Within a short period of time, Thomas Williams was elected to several important positions in the town. As well as continuing to serve in the same positions of authority that he had occupied in Aberdare, he was elected Chairman of the Merthyr Building Society and Vice-Chairman of the School Board and was elected Justice of the Peace in 1874. Through all of this Thomas Williams remained a staunch member of Zoar and became secretary of the chapel and a Sunday School teacher there and was a life-long supporter of the temperance movement. In 1872 he was instrumental in the formation of the Welsh Congregational Union, and was appointed treasurer at its commencement.
Throughout his life, Thomas Williams was a great philanthropist and many organisations benefitted from his generosity, indeed his last public engagement was at meeting to discuss the building of a new English Congregational Chapel in Penydarren, where he arranged the lease of for a plot of land for the new chapel at a nominal rent, and he made a gift in trust towards the building of the chapel. Within two months of this meeting however, Thomas Williams died on 9 July 1903. His funeral on Monday 13 July was one of the largest Merthyr had seen, with ministers and representatives from every church and chapel in the town, and indeed from all over Wales, as well as dignitaries from Merthyr and the whole of Wales.
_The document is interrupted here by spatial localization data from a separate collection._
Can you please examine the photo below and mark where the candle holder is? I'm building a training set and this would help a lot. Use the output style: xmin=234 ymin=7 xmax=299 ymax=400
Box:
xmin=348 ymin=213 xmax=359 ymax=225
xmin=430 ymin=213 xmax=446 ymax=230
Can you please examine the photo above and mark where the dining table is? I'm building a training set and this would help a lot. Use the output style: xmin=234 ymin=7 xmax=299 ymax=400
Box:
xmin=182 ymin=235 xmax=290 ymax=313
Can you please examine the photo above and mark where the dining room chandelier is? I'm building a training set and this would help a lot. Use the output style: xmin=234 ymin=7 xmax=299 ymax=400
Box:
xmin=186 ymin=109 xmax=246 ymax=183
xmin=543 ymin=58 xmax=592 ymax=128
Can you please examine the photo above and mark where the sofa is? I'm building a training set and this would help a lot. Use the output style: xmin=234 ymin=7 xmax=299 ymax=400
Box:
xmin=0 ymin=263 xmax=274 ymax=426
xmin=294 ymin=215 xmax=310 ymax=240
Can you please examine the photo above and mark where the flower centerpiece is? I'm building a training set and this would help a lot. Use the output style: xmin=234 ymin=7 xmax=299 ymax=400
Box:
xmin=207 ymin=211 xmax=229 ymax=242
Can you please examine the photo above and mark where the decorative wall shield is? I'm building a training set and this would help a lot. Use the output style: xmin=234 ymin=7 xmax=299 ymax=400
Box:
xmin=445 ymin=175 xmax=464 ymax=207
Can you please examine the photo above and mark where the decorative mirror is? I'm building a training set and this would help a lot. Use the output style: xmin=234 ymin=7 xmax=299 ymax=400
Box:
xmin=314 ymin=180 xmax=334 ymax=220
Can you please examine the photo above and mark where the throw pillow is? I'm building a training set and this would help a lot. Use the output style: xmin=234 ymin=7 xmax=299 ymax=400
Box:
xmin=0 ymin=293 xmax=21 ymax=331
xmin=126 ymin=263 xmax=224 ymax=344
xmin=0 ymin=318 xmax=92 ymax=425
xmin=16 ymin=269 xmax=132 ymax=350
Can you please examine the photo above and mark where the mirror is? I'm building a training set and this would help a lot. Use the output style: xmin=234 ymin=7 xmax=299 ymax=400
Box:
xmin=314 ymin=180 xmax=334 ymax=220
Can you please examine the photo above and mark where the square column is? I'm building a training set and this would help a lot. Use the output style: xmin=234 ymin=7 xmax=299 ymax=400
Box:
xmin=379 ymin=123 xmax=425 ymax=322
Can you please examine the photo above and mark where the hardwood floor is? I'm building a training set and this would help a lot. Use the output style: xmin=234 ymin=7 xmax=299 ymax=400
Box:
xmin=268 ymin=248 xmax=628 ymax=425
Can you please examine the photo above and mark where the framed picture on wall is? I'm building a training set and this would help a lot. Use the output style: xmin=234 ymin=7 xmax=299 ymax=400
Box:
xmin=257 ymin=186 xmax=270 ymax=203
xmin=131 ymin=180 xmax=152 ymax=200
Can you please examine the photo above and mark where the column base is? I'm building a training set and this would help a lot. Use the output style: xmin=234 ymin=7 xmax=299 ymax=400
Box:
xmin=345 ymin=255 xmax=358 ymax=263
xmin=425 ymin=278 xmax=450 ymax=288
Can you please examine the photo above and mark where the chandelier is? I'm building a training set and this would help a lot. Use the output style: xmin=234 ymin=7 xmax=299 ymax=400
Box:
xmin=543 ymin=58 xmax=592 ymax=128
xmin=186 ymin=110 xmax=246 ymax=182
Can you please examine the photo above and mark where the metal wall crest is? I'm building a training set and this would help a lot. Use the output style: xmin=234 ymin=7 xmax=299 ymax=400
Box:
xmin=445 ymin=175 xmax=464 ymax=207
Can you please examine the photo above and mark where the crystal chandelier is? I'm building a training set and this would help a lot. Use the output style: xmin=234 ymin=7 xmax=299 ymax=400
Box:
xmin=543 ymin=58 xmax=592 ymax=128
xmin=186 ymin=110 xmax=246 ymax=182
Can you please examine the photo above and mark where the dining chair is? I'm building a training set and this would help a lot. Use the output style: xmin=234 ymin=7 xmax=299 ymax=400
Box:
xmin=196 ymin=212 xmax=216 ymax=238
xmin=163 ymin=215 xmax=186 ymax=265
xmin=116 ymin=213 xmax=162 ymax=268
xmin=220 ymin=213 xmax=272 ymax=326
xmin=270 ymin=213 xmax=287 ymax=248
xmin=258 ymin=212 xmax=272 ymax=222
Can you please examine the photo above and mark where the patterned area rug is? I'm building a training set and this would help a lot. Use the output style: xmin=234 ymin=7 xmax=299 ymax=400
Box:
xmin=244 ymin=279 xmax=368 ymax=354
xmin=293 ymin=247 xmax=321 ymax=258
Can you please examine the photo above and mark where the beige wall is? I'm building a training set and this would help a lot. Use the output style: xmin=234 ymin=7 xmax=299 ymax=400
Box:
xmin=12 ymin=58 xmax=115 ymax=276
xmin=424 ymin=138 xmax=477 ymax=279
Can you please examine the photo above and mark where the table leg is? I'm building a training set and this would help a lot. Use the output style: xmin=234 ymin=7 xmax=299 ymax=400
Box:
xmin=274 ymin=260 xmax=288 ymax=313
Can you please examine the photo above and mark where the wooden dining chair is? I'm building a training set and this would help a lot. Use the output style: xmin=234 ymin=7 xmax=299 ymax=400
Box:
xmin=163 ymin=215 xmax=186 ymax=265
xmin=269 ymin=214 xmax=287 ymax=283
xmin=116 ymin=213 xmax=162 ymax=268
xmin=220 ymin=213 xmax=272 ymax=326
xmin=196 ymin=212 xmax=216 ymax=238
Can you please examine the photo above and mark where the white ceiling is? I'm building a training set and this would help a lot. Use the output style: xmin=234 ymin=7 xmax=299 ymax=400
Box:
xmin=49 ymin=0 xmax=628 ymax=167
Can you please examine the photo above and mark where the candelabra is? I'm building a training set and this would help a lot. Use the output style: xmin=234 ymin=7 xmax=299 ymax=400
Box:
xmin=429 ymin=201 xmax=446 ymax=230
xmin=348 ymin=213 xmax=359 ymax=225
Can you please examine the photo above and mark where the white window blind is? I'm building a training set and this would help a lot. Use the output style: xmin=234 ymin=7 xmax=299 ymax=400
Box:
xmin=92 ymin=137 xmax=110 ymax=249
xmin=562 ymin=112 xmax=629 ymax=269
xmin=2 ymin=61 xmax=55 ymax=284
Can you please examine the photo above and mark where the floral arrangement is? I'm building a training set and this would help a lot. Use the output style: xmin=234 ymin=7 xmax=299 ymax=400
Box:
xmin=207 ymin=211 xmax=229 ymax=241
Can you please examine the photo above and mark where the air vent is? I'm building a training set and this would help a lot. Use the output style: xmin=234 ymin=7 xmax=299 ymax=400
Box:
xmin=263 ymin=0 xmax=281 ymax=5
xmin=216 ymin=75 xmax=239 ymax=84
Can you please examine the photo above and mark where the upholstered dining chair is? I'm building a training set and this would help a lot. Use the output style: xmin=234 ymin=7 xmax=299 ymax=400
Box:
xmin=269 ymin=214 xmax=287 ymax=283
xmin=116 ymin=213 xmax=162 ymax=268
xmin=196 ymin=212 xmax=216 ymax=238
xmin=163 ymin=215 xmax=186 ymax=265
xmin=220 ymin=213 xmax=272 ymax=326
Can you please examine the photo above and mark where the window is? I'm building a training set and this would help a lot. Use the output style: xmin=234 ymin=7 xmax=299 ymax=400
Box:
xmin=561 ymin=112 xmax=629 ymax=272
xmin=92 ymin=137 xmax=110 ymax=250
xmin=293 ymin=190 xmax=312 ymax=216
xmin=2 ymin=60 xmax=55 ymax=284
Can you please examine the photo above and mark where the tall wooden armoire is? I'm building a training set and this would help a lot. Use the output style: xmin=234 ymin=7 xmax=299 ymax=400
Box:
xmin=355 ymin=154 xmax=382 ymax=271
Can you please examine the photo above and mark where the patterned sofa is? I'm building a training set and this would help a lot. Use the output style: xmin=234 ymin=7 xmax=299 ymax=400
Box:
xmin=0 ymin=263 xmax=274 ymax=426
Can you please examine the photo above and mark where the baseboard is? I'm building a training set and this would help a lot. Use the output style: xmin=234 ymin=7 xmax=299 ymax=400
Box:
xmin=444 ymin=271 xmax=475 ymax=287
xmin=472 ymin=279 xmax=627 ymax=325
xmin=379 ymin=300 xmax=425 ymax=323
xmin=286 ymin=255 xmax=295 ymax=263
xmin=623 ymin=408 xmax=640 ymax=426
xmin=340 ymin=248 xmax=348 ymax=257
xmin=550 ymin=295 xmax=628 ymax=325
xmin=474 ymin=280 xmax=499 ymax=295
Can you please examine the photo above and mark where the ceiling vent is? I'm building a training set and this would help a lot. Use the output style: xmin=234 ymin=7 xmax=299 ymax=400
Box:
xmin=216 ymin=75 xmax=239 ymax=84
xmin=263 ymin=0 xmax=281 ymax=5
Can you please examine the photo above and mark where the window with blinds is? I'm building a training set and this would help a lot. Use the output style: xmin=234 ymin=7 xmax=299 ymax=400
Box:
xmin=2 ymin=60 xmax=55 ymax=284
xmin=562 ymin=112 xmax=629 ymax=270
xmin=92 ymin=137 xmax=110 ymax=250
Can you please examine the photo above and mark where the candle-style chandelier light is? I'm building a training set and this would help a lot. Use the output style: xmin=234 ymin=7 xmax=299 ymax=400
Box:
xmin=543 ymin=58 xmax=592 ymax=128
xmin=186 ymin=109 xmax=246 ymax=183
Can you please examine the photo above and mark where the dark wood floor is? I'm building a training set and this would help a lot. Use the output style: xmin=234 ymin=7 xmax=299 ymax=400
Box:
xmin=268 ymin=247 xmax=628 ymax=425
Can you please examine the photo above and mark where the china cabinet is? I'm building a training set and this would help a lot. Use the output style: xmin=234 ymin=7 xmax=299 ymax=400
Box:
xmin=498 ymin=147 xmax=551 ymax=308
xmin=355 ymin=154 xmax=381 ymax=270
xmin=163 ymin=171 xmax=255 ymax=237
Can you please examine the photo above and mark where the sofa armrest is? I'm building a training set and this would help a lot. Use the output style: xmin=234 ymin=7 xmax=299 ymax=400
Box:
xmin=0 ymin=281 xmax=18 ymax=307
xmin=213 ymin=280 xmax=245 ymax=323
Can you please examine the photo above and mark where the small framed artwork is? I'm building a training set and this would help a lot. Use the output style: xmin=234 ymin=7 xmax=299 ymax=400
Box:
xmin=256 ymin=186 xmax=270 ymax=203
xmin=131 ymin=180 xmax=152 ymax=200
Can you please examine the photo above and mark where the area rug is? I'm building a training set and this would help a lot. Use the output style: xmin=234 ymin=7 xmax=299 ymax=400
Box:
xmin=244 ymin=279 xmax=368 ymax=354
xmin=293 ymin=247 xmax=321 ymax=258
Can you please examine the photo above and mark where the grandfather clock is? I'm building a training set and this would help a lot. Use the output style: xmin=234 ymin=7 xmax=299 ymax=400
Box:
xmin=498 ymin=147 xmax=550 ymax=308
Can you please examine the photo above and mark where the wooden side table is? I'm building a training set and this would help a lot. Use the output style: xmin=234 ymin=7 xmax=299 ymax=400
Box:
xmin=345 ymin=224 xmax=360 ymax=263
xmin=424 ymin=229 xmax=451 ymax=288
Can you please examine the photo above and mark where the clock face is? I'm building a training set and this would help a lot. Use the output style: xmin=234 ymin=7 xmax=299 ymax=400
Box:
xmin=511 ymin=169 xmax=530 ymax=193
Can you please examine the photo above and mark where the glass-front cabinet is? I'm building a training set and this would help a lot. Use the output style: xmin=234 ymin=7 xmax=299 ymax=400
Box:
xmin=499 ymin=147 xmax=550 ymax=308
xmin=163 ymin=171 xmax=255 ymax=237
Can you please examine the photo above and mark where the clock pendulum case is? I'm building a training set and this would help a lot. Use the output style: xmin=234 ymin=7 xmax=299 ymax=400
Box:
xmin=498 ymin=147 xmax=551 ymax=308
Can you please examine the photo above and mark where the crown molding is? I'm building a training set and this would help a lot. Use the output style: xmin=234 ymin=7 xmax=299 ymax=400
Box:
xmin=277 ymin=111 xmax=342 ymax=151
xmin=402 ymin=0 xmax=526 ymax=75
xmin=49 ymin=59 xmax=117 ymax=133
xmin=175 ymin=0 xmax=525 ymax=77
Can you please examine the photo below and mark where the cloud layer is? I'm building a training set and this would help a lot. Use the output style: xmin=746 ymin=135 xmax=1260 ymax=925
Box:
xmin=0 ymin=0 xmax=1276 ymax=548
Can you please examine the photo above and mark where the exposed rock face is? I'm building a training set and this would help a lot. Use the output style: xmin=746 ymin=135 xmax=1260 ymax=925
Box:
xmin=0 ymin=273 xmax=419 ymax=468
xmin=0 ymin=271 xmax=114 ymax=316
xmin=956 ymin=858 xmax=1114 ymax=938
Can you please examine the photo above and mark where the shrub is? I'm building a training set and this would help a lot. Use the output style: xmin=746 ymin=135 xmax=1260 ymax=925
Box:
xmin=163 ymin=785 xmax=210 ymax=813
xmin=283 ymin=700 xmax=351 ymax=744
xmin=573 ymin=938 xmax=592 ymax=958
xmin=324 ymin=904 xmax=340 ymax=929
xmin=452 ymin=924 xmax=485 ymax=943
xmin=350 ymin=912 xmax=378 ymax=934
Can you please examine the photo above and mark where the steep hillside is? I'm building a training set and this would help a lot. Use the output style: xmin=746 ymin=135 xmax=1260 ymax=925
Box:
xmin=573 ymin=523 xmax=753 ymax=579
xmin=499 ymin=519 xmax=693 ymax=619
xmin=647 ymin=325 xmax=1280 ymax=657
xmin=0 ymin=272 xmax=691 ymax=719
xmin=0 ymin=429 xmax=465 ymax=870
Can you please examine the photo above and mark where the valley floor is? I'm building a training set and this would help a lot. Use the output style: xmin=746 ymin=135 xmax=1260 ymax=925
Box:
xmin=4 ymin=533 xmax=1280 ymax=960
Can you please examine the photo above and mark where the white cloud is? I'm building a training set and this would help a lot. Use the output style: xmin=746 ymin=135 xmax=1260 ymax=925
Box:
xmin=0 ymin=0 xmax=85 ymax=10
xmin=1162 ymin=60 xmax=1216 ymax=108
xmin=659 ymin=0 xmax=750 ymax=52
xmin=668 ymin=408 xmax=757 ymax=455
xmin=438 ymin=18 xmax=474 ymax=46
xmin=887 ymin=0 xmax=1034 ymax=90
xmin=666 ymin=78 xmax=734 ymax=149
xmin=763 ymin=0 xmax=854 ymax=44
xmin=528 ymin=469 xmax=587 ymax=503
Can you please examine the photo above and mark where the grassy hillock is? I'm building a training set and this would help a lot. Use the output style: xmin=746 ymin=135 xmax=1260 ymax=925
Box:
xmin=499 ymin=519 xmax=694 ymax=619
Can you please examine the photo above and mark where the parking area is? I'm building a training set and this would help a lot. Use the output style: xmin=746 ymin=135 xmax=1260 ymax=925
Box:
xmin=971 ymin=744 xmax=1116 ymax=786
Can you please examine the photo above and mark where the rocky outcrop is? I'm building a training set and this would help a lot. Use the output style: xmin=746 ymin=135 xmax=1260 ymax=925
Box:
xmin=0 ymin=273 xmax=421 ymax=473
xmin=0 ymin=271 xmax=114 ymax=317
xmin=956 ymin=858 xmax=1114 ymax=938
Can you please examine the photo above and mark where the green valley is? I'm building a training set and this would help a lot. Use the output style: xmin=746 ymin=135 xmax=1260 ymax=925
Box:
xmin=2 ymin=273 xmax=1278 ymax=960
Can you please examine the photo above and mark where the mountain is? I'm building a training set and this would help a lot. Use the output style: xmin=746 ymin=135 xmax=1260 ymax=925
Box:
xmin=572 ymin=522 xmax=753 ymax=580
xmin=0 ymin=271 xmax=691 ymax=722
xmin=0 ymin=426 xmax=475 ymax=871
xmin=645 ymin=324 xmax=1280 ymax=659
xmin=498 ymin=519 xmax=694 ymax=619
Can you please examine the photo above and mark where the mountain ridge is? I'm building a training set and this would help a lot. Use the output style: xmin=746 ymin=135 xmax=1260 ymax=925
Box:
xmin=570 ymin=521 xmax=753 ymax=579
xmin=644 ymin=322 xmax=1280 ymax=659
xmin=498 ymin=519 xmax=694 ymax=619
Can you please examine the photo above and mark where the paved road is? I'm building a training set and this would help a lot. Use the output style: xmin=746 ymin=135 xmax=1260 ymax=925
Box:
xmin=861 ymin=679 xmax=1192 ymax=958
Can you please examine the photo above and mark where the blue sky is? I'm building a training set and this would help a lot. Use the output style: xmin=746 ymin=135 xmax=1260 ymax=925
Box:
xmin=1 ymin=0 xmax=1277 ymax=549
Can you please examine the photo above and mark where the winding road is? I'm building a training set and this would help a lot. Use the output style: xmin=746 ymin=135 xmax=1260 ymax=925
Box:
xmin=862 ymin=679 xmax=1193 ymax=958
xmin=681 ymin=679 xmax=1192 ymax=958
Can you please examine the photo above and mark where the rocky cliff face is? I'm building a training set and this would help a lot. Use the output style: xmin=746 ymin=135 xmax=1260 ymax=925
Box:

In his will, Thomas Williams made a number of bequests to the Trustees of Zoar Chapel:-
“a) £500 for investment, and annual income thereof to be applied in defraying the cost of such Lectures on theological, social, temperance, travel (including Mission work) abroad, and such like subjects as the minister and deacons of Zoar Chapel shall think of interest and benefit; b) £700 for investment in aid of the support of the ministry of such chapel; c) £150 for investment, the income to be applied towards the support of the Sunday School of such chapel; d) £150 for investment, the income to be applied towards the support and assistance of such poor and deserving persons, members of Zoar Chapel, as the minister and deacons of such chapel shall from time to time in their absolute discretion deem worthy of aid; e) £150 towards the fund for building a schoolroom in connection with such chapel.”
Thomas Williams’ legacy was felt throughout Merthyr for many years. The English Congregational Chapel in Penydarren was finally completed in 1906 and was named Williams Memorial Chapel in honour of him.
The Thomas Williams Memorial Lectures became an institution in the town until the 1980’s; Twynyrodyn Sunday School was built due to the bequest and Zoar Chapel itself managed to keep functioning as a place of worship for many years despite the dwindling congregation due to Thomas Williams, legacy.